A Canadian teenager has been rescued from an ice
floe drifting in the Arctic sea, where he was reportedly stranded with
two polar bears. Search and rescue teams parachuted onto the 15m (40ft) floe after spotting the 17-year-old Inuit youth from the air.
They told the BBC he appeared to have shot and killed a mother polar bear in self-defence, orphaning her two cubs.

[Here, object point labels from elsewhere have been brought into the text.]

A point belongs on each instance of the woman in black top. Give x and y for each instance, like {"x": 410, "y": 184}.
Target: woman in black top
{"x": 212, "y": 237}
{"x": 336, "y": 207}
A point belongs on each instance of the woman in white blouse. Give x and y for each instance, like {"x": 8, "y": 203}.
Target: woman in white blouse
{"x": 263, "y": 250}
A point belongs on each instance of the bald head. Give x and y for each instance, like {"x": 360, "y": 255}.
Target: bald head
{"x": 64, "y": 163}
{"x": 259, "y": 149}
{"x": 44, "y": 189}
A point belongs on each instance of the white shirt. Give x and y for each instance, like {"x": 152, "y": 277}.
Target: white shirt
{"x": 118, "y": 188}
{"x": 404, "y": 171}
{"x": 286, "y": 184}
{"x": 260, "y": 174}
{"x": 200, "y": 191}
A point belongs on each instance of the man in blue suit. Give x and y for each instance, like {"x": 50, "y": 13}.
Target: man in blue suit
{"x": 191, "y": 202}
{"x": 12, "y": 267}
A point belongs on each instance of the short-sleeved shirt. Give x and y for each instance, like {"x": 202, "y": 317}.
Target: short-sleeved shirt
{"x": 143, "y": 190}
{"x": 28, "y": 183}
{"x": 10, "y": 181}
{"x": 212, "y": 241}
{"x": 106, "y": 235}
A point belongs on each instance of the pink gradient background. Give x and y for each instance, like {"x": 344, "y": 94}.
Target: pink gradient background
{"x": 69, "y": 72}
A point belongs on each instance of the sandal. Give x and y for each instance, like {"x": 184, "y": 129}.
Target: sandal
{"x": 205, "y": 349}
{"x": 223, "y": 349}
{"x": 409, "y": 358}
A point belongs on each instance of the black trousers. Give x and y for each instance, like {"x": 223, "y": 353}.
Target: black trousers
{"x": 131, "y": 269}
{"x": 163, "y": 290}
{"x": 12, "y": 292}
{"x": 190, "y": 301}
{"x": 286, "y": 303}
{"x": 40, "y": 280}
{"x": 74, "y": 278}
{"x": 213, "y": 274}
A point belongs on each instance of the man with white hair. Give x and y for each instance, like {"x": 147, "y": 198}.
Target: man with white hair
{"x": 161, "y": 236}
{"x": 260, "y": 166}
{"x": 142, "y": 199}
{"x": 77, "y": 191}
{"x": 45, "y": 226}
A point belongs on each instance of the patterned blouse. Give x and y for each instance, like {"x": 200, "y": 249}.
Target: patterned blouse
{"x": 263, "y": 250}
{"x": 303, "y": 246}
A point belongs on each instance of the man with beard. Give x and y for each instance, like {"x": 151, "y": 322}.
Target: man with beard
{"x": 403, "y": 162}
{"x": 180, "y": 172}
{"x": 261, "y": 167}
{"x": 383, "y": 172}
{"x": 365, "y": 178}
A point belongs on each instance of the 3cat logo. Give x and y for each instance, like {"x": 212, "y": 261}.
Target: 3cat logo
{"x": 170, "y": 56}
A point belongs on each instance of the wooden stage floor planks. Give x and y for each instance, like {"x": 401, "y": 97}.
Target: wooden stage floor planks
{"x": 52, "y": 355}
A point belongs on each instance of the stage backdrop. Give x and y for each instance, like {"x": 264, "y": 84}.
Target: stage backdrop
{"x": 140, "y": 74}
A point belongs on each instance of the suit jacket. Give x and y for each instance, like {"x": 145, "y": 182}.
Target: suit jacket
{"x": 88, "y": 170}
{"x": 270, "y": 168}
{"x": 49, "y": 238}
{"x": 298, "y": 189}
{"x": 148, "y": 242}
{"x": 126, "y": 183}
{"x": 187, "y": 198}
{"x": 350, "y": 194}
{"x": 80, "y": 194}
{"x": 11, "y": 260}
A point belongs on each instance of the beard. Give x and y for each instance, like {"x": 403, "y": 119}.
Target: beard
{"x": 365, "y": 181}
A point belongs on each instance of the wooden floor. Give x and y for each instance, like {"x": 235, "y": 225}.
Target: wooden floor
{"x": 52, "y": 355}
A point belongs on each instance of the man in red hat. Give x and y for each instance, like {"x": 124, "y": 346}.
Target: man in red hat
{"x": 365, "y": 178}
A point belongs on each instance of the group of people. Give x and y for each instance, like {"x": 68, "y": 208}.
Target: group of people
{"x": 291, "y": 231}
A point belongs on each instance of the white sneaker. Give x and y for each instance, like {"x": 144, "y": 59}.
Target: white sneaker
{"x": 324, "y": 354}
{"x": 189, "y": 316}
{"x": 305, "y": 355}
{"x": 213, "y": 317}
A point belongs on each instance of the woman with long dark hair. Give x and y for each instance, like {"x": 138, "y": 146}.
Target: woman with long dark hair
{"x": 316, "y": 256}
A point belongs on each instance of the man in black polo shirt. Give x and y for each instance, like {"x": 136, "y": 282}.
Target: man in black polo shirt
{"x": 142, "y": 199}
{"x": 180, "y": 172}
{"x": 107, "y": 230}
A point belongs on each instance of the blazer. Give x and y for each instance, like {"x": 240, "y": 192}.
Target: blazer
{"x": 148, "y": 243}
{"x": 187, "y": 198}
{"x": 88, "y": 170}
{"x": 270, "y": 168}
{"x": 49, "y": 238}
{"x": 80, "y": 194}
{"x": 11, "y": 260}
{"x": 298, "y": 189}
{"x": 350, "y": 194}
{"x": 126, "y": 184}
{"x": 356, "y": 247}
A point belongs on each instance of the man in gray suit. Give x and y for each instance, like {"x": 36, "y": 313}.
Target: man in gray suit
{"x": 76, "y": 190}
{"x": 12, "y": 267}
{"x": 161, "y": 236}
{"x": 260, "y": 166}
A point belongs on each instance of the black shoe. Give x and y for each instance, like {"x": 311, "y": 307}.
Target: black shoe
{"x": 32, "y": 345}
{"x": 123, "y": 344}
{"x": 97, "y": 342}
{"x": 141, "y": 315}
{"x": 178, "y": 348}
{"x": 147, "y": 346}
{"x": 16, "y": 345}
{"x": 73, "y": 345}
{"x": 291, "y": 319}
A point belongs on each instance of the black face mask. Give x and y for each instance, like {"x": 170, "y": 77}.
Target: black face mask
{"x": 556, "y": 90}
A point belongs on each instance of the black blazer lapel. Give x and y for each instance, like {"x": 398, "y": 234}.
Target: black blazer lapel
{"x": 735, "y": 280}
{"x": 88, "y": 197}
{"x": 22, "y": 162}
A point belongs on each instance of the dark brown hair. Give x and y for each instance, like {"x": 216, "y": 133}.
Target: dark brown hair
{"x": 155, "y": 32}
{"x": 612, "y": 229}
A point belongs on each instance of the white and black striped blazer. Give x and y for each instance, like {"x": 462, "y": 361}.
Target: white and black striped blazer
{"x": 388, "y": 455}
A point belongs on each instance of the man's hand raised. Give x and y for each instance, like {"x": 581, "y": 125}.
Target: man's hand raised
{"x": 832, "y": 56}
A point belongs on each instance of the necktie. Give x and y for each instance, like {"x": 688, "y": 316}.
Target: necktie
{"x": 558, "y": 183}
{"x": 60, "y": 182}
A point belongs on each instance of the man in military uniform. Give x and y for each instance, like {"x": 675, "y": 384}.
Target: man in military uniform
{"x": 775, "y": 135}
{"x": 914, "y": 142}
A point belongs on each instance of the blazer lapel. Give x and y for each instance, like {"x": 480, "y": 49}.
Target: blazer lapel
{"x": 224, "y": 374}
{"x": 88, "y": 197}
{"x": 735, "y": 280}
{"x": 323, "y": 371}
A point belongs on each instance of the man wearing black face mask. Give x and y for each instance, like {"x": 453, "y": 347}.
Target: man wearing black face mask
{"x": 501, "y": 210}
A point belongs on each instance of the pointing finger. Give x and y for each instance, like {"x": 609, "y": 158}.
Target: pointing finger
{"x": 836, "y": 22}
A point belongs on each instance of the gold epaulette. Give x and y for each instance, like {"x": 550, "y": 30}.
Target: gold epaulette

The teenager is being treated for mild hypothermia and frostbite in the small town of Coral Harbour, on Hudson Bay.
Jean
Pierre Sharp of the Joint Rescue Coordination Centre in Trenton,
Ontario, told the BBC the teenager had been on a hunting expedition
with an older man in the remote area, when one of their snowmobiles
broke down.
The teenager set off alone to find help but became
stranded when the ice floe broke away and drifted loose, said Mr Sharp,
leaving him trapped overnight as temperatures fell to -20C.
A
rescue mission was launched when the men were reported missing. The
older man was found not far from the snowmobiles and received treatment
for hypothermia.
The younger man was spotted from the air but rescuers lost sight of him as night fell.
He
was spotted again on Monday morning about 7km (four miles) off shore -
by that time, the floe had drifted at least 45km (30 miles) in the
Arctic Ocean.
Paratroopers jumped onto the ice from a Hercules transport plane to rescue him.
"This
young man had quite a journey," said Cpt Michael Young, of the Joint
Rescue Co-ordination Centre at a Canadian army base in Ontario.
"It
was cold and dark, and there was apparently a couple of polar bears on
the ice floe with him too," Cpt Young told the AFP news agency.